The weights predicted by the meta-model are then used to train the base model with the following weighted binary cross entropy

$$\:{L}_{train}=\frac{{\sum\:}_{k=1,k\ne\:t}^{K}{\sum\:}_{j=1}^{{N}_{k}}g\left({x}_{j}^{k},{s}^{k};\varphi\:\right)\text{BCE}\left({y}_{j}^{k},f\left({x}_{j}^{k};\theta\:\right)\right)}{{\sum\:}_{k=1,k\ne\:t}^{K}{\sum\:}_{j=1}^{{N}_{k}}g\left({x}_{j}^{k}, {s}^{k};\varphi\:\right)}$$

(1)

where $\:\text{BCE}\left(u,\stackrel{\prime }{u}\right)=u\text{log}\left(\stackrel{\prime }{u}\right)+\left(1-u\right)\text{log}\left(1-\stackrel{\prime }{u}\right)$.

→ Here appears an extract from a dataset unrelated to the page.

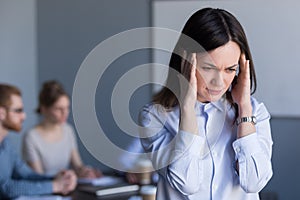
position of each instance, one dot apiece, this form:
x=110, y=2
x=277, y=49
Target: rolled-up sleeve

The central idea of the method is optimizing $\:{w}_{j}^{k}$ values and training the base model on the source data $\:{S}^{\left(-t\right)}$ according to Eq. 1. Accordingly, the base model should improve performance on the target data $\:T$ compared to its counterpart model that is trained with the unweighted loss. For weight optimization, the validation loss of the base model is estimated based on the target training data $\:T$ and used to train the meta-model. The loss function for the validation loss is the standard binary cross-entropy (BCE) loss and computed as:

$$\:{L}_{val}=\frac{{\sum\:}_{i=1}^{{N}_{t}}\text{BCE}\left({y}_{i}^{t},f\left({x}_{i}^{t};\theta\:\right)\right)}{N}$$

(2)

Training of the meta-model is based on these two losses. First, the validation loss with respect to parameter $\:\varphi\:$ needs to be computed. Since $\:{L}_{val}$ is only a function of $\:\theta\:$, the indirect dependence of $\:\varphi\:$ on $\:\theta\:$ is added and the chain rule is applied. The meta-gradients are of the general form:

$$\:\frac{\partial\:{L}_{\text{val}}}{\partial\:\varphi\:}=\frac{\partial\:{L}_{\text{val}}}{\partial\:\theta\:}\cdot\:\frac{\partial\:\theta\:}{\partial\:\varphi\:}$$

(3)

where $\:\partial\:\theta\:$ can be derived by differentiating the backpropagation of the base model with respect to the meta-model’s $\:\varphi\:$ parameters.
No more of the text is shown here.